A ConOps Support helper type is also available for diagrams that illustrate a concept-of-operations narrative.
SysML (9 types)
- Block Definition (BDD) — system blocks and their relationships.
- Internal Block (IBD) — internal structure and connectors of a block.
- Use Case — SysML use case view.
- Sequence — SysML interaction view.
- Activity — SysML behavior view.
- State Machine — SysML state behavior.
- Requirement — relationships among requirements.
- Parametric — constraint relationships between block parameters.
- Package — system structure grouping.
Architecture (2 types)
- Context Diagram — a system-boundary view that shows the system as a whole against the external actors, systems, and environment it interacts with. It is authored exactly like the other diagram types on this page (PlantUML source plus live preview); there is no separate page for it.
- Data Flow Diagram — listed here for completeness, but a DFD has its own dedicated canvas editor.
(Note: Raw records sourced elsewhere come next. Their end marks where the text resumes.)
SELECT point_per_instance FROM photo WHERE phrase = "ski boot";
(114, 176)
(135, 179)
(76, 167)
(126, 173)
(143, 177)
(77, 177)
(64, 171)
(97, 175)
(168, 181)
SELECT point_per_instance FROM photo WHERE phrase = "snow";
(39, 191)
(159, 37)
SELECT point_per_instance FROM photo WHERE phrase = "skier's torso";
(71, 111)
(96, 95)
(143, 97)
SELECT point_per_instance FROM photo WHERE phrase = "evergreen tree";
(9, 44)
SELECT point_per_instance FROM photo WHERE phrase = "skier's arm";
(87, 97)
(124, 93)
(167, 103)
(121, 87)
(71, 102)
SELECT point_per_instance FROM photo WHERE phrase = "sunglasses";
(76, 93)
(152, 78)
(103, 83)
See Data Flow Diagram.
Walkthrough
1. Open the workspace
- Click Model → Diagrams in the sidebar (or go to /modeling).
2. Create a diagram
- Click New to start a fresh diagram.
- Enter a Title and an optional Description.
- Choose a Diagram Type from the grouped list.
- Optionally set a ConOps Link to tie the diagram to a concept-of-operations document.
- Optionally tick Flow-down Requirements to associate the diagram with the requirements it realizes.
3. Edit the source
The editor is a split view: the diagram metadata and the PlantUML Source field on one side, and a live Preview on the other.
- Type or paste PlantUML into the PlantUML Source field.
- The Preview re-renders as you edit so you can see the result immediately.
4. Generate with AI
Ask the AI Assistant to draft a diagram from a description and it will return ready-to-edit PlantUML source. Useful prompts:
Generate a sequence diagram for the user authentication flow in CONOPS section 3.
Create a SysML BDD for the avionics subsystem with flight control, navigation, and telemetry sub-blocks.
Draft a context diagram showing our system and every external actor it exchanges data with.
Treat AI output as a starting draft — review and refine the source before saving.
5. Validate the source
Ngenaire validates PlantUML source so malformed diagrams are caught before they are saved. If the source can't be rendered, the Preview shows an error and explains that the raw source can still be saved while you fix it.
6. Save, update, or delete
- Click Save to persist the diagram.
- Reopen any diagram from the list to edit it, then save again to update.
- Use the delete action to remove a diagram you no longer need.
Tips
- Pick the smallest type that conveys the idea. A use case is often clearer than a class diagram for early scoping.
- Link as you draw. Setting Flow-down Requirements while authoring avoids a manual reconciliation pass later.
- Use the Context Diagram first. Establishing the system boundary up front makes every downstream diagram easier to scope.